A set of resource types upon which a resource type depends. For example, the filesystem resource type depends upon the volume resource type, and the Netscape_web resource type depends upon the filesystem and IP_address resource types.

runtime failover domain

The ordered set of nodes on which the resource group can execute upon failures, as modified by the failover script. The runtime failover domain is used along with failover attributes to determine the node on which a resource group should reside.See also initial failover domain.

start/stop order

Each resource type has a start/stop order, which is a non-negative integer. In a resource group, the start/stop orders of the resource types determine the order in which the resources will be started when Linux FailSafe brings the group online and will be stopped when Linux FailSafe takes the group offline. The group's resources are started in increasing order, and stopped in decreasing order; resources of the same type are started and stopped in indeterminate order. For example, if resource type volume has order 10 and resource type filesystem has order 20, then when Linux FailSafe brings a resource group online, all volume resources in the group will be started before all filesystem resources in the group.

system controller port

A port sitting on a node that provides a way to power-cycle the node remotely. Enabling or disabling a system controller port in the cluster configuration database (CDB) tells Linux FailSafe whether it can perform operations on the system controller port. (When the port is enabled, serial cables must attach the port to another node, the owner host.) System controller port information is optional for a node in the pool, but is required if the node will be added to a cluster; otherwise resources running on that node never will be highly available.

tie-breaker node

A node identified as a tie-breaker for Linux FailSafe to use in the process of computing node membership for the cluster, when exactly half the nodes in the cluster are up and can communicate with each other.
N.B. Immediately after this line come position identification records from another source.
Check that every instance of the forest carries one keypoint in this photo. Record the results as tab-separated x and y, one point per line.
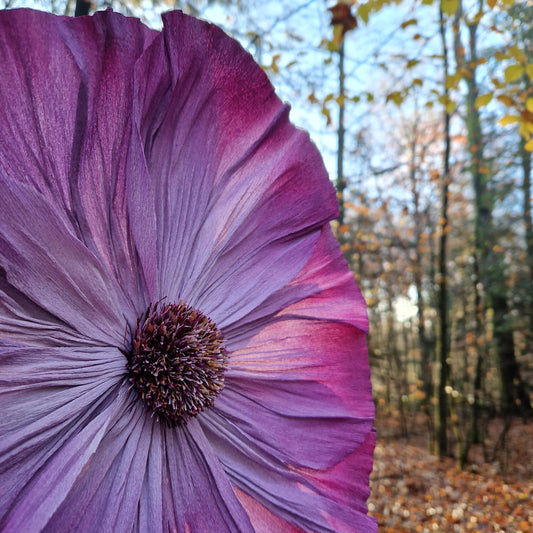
423	111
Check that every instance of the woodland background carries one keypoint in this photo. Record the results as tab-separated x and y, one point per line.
423	110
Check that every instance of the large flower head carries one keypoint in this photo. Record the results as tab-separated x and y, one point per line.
182	346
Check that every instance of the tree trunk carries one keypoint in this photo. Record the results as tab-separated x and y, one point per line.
442	418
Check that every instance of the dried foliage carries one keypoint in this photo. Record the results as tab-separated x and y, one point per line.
413	491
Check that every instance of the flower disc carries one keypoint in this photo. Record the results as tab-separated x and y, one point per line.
177	361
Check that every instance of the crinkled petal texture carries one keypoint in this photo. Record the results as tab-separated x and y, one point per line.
137	166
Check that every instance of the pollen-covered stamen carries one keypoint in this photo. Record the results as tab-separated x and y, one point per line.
177	361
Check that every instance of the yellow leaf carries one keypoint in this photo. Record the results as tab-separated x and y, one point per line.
483	100
363	11
449	6
409	22
500	56
505	100
513	72
519	56
450	107
452	81
396	97
508	119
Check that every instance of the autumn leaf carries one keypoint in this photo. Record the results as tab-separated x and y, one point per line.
483	100
508	119
396	97
449	6
407	23
513	72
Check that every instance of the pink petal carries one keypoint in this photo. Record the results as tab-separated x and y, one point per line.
67	130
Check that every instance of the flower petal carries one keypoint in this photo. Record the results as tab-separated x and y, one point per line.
115	473
296	395
45	262
324	289
288	493
67	88
55	404
193	482
226	169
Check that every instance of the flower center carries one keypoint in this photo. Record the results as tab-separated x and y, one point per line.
177	361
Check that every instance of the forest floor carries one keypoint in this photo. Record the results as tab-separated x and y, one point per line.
414	491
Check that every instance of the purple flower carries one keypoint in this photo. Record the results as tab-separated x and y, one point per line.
182	345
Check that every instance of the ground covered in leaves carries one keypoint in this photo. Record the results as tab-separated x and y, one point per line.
413	491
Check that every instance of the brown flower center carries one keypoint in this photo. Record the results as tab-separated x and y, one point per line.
177	361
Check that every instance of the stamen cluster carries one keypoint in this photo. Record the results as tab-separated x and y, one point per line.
177	361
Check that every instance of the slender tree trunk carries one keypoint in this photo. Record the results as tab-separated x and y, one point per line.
442	436
340	183
490	268
526	192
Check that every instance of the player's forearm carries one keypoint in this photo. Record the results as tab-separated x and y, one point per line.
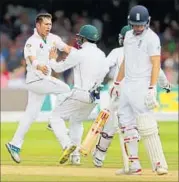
162	79
155	60
58	66
67	49
33	61
120	74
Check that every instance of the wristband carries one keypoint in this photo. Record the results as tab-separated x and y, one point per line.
116	83
35	63
151	87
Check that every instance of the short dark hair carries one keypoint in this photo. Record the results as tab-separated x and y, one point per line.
40	16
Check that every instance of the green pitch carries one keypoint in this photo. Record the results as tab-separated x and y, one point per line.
41	153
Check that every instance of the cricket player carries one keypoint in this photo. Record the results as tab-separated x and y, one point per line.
141	67
89	68
109	130
38	52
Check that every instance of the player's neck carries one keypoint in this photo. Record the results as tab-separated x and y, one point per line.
44	38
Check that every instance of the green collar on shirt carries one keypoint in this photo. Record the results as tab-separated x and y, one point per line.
45	40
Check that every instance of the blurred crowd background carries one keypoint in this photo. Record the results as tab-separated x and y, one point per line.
109	16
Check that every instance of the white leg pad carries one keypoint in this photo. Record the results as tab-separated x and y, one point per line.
148	130
103	145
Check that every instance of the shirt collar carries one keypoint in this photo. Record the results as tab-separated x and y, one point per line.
86	44
37	34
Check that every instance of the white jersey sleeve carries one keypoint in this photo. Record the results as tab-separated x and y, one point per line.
154	47
59	43
30	48
72	60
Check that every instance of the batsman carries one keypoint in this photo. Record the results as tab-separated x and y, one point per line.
129	117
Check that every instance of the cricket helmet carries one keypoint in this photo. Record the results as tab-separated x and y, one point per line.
123	33
138	15
89	32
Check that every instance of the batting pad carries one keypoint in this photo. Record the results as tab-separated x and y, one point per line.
148	130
If a tie-breaker node is not specified, Linux FailSafe will use the node with the lowest node ID in the cluster as the tie-breaker node.

type-specific attribute

Required information used to define a resource of a particular resource type. For example, for a resource of type filesystem, you must enter attributes for the resource's volume name (where the filesystem is located) and specify options for how to mount the filesystem (for example, as readable and writable).